I heard about an essay, Life Begins Today by Jacques Lusseyran, who had been in the Nazi concentration camp, Buchenwald, during World War II. One of the things he did was organize poetry readings for fellow inmates. Picture a group of starving, freezing, uprooted, terrified human beings on the edge of death huddling in a washroom reciting poetry to one another. It diminished their suffering. It helped them remember what was worth living for. As Lusseyran said, “To nourish the desire to live, to make it burn; only that counted… You couldn’t let yourself forget that it is always the soul that dies first–even its departure isn’t perceived–and that the soul brings the body down with its fall. It was the soul that had to be nourished, first.”

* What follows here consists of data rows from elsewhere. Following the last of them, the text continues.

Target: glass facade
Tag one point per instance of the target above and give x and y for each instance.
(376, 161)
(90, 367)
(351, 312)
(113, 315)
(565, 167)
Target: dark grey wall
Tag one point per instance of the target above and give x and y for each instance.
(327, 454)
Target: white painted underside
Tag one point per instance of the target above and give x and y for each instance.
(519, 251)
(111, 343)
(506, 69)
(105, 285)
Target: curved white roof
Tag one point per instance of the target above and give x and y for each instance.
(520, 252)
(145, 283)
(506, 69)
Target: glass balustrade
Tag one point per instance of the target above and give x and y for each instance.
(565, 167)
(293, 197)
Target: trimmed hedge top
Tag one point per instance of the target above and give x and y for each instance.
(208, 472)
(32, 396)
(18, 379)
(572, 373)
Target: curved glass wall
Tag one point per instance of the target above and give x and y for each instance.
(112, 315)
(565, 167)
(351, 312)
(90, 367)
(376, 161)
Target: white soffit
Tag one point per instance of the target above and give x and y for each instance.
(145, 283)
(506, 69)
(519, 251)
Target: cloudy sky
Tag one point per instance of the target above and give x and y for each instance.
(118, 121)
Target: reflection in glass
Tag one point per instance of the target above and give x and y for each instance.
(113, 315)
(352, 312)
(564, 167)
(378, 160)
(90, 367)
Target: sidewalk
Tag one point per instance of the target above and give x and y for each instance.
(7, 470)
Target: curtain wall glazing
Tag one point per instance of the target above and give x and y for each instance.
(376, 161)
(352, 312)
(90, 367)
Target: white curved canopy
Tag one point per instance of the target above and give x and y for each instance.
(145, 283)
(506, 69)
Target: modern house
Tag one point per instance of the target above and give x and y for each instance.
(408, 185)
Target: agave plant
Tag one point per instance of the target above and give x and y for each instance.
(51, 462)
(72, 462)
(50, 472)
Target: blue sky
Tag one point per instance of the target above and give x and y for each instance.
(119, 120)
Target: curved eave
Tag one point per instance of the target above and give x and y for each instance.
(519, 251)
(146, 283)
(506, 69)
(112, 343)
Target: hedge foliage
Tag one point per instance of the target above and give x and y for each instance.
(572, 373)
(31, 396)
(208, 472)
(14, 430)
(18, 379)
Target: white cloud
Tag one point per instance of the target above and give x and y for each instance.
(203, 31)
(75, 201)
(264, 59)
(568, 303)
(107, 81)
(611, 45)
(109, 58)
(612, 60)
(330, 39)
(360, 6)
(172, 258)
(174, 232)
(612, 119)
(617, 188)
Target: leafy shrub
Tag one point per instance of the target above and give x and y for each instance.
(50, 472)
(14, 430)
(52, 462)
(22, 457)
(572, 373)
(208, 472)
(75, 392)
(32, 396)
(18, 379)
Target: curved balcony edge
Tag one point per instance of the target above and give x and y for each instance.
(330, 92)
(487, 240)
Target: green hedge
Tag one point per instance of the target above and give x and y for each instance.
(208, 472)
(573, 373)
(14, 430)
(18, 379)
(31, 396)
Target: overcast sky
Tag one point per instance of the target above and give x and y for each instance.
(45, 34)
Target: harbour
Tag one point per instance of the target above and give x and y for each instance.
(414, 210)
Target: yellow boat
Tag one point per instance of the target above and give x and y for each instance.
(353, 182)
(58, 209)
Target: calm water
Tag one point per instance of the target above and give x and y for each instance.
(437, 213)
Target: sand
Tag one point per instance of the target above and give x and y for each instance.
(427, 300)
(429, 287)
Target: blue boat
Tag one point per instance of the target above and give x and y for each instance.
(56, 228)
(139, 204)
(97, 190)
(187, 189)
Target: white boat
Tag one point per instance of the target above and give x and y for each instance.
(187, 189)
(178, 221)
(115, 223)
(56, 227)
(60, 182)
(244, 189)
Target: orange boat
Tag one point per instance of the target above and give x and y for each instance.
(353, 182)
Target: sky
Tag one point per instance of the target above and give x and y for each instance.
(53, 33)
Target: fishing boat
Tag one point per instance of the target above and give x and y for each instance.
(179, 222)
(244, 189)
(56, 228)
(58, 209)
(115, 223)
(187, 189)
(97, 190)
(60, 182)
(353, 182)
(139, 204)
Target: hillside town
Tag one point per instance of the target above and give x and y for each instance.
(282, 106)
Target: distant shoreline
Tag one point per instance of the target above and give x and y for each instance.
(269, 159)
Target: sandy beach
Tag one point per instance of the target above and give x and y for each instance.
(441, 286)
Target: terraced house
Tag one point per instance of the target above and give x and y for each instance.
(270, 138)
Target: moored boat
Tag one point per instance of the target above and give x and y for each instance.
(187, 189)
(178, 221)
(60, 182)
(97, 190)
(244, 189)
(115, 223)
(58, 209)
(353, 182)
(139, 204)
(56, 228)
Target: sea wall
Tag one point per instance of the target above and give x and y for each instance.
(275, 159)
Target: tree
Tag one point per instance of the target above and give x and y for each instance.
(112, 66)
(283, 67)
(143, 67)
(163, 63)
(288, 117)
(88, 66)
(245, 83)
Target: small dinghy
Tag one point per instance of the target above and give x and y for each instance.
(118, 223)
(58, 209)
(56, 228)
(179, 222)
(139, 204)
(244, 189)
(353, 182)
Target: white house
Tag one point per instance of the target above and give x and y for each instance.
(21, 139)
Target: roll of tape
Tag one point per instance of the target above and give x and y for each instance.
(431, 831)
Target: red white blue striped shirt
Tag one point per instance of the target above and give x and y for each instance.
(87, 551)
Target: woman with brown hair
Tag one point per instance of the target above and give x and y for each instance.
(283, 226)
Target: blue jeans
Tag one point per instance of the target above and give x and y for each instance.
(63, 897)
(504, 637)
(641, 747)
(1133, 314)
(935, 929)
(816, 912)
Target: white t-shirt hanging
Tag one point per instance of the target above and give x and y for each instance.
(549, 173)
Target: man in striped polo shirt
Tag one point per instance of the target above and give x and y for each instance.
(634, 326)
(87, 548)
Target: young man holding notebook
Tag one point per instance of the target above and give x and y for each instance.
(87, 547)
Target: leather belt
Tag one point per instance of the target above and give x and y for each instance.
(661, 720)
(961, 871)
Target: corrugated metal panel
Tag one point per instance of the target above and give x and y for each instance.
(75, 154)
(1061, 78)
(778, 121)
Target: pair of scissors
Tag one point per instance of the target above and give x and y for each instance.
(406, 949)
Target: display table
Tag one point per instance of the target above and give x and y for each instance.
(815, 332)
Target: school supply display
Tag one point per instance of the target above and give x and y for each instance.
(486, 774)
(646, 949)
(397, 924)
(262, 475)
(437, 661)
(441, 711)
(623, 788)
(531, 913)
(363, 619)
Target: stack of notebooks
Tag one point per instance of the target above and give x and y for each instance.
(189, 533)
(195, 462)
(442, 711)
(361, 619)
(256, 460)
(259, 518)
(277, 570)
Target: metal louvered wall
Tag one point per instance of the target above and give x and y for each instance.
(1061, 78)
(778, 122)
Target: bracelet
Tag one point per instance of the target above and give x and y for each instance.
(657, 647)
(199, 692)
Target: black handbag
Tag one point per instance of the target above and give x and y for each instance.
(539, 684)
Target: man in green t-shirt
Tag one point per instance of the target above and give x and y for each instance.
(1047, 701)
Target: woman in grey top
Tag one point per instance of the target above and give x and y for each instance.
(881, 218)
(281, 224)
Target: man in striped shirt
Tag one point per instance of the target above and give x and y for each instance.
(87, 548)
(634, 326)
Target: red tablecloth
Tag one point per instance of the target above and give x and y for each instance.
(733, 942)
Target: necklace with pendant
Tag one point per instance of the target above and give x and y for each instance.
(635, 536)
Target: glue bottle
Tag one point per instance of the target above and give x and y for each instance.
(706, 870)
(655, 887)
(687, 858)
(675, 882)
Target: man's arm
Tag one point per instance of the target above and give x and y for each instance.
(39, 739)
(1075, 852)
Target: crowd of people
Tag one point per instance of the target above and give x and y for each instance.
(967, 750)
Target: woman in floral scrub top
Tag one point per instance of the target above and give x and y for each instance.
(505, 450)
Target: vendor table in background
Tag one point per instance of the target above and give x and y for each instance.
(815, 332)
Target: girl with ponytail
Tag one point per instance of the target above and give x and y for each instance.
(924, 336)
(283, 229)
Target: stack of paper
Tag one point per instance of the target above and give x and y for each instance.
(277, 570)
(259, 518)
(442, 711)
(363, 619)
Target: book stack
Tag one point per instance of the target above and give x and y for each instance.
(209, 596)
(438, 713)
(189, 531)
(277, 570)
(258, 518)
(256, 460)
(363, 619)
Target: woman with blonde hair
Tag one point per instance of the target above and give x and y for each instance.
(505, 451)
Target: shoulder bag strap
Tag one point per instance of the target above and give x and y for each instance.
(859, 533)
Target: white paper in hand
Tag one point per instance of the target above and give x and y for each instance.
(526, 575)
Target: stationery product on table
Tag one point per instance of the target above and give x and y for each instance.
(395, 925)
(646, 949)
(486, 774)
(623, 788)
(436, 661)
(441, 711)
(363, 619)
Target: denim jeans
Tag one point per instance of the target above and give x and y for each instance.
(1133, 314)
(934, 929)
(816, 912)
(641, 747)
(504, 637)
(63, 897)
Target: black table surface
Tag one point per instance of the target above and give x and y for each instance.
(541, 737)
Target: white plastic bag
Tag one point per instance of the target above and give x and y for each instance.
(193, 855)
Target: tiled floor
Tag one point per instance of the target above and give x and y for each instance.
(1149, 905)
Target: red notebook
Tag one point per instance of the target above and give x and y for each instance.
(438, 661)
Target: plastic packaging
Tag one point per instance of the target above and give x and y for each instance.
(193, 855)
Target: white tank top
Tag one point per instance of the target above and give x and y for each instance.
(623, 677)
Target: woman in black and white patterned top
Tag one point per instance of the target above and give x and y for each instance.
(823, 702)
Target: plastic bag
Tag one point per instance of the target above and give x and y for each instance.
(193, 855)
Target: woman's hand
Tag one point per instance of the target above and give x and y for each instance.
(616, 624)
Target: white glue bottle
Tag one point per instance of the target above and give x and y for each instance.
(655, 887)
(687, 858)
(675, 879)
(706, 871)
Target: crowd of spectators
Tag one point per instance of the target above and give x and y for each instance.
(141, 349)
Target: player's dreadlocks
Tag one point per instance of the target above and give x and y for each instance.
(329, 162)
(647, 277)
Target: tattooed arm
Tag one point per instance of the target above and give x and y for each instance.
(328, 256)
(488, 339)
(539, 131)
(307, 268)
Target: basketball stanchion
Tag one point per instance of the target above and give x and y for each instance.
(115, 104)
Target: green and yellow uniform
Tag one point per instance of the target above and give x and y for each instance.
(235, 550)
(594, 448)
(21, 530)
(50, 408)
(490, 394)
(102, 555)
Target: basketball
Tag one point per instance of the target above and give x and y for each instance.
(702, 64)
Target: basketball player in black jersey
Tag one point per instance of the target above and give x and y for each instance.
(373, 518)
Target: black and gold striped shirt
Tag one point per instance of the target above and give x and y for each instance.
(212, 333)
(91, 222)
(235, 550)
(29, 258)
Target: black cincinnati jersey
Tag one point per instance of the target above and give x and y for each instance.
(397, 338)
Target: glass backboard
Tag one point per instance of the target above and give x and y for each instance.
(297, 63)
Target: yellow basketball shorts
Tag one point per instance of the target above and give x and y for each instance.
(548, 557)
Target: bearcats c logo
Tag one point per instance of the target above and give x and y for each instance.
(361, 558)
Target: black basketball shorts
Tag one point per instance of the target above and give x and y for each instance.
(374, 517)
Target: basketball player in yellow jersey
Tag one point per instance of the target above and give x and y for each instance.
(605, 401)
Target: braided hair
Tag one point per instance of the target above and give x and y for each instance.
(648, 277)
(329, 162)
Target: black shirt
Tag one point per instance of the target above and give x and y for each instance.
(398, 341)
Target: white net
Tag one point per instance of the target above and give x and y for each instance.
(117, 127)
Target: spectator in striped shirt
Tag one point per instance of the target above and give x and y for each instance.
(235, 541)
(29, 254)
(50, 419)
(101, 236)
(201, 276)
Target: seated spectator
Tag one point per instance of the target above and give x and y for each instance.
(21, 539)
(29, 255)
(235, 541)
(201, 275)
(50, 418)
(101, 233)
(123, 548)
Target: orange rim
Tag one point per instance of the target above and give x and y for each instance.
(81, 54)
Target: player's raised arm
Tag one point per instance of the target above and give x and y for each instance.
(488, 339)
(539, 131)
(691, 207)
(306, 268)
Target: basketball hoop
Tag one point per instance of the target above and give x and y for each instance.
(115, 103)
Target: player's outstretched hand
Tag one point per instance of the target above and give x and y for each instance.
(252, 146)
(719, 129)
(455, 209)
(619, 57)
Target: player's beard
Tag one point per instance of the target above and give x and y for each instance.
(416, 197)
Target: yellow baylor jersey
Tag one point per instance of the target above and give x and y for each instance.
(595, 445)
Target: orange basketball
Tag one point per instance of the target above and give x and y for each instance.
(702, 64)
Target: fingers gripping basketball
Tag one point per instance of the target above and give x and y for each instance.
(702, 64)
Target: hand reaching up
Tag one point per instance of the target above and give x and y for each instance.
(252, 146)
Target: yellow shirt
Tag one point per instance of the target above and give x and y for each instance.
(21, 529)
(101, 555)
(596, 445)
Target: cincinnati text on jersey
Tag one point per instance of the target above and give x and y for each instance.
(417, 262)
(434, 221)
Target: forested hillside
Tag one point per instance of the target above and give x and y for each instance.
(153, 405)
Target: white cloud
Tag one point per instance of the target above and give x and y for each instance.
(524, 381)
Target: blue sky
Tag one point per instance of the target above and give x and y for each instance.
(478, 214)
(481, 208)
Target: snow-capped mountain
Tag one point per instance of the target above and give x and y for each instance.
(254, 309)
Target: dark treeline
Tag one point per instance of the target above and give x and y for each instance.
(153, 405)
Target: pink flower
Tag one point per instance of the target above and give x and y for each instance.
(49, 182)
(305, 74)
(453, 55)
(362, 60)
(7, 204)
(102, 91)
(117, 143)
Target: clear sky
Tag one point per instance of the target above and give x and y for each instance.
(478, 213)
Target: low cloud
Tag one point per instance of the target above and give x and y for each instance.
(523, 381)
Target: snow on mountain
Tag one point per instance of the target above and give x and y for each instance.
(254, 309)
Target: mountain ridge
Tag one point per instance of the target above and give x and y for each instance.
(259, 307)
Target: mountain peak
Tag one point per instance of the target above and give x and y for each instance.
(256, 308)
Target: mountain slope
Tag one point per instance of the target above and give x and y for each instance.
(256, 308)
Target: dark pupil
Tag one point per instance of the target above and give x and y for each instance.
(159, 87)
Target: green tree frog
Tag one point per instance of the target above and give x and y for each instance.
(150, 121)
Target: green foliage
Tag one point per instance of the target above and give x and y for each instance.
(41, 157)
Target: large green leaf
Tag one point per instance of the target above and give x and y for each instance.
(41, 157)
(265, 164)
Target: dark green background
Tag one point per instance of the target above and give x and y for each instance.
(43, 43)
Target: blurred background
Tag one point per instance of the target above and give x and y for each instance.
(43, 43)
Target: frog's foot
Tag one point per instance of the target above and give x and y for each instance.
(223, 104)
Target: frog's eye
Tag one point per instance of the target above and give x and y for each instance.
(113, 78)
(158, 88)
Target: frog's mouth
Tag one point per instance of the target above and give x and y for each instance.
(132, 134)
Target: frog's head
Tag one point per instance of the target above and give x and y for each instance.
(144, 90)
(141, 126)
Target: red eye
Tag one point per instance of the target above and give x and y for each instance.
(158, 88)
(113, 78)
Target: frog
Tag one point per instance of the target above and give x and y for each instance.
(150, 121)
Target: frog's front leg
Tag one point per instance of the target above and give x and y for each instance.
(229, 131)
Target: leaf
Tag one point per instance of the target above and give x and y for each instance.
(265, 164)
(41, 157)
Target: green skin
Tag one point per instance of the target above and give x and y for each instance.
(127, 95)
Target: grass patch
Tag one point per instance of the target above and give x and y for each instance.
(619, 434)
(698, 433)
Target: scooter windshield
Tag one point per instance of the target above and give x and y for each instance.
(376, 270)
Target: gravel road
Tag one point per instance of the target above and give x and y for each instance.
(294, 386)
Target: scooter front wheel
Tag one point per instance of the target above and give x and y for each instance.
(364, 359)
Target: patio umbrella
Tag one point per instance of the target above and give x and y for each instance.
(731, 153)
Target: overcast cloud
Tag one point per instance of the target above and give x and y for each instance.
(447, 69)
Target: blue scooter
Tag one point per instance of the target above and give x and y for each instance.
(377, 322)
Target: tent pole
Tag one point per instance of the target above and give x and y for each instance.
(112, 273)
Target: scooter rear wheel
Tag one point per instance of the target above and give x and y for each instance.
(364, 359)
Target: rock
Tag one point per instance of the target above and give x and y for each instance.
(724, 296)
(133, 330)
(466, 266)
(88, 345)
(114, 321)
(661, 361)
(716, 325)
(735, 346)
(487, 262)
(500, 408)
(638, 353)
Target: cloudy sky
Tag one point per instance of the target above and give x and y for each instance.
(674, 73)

Instinctively Cathy knew that, and she describes how, at Poet Olga Broumas‘ Hollyhock workshop, “Poetry: Transcribing the Soul,” which she attended when he started to get serious about her poetry, she not only deepened her artistry but also discovered how much she had to live for. This is the last verse of a poem she wrote about love and about Woldy:
“love carries on
bearing our dead son within and between us
listening for his song
seeing the chip in his front tooth
scar over his right eye
callous on thumb
love doesn’t let go”
The subtext of Cathy’s trials through grief was her conception and ultimate delivery as an artist. Her final words in Snapshots are powerful: “My dead child gave birth to a new mother.” Cathy the artist, the poet, the writer was one dimension of this new mother. With the publication of Holding On – Poems for Alex, Cathy’s private grief became a public benediction. Through the crucible of her suffering, Cathy was able to forge an authentic path for other bereaved people, especially bereaved parents. She was able to articulate their grief in a way that made them feel less alone, but she did more than that, she gave it grace, dignity, and a kind of terrible beauty. I found this short poem, “Grief and Dreams,” in her Holding On collection:
“let me tell you about grief:
a bathtub full of stinging nettle
a deep dark hole
a chasm
but the hole is full of rats
no sweet oblivion
only regret rage
self-pity
oh let us bathe in stinging nettle!
the pain will be distracting
those surface itches
better than the hole
where despair waits
a ravenous rat
to feed upon
our sweetest dreams”
I asked Cathy recently if it had ever been her dream as a child to be a published author but she said no. In fact, in Snapshots, she says” “Since Holding On was published, I’ve read from it at many poetry readings. Early on, I often felt that I was somehow betraying my grief, betraying my love for my son. Maybe my Scottish mother’s unspoken criticism (“Who do you think you are?”) was still operative, on some level, in my brain. Was I showing off? Only the heartfelt thanks I received from many bereaved parents kept me going”… and as she says a bit later, “Everywhere I went, I took Alex with me. I couldn’t write, or teach, without him.”
Alex is here with us today – I have no doubt about it – and he would be so proud of his gifted “new mother” and of what she has created in this courageous, honest, beautifully written page-turner of a book.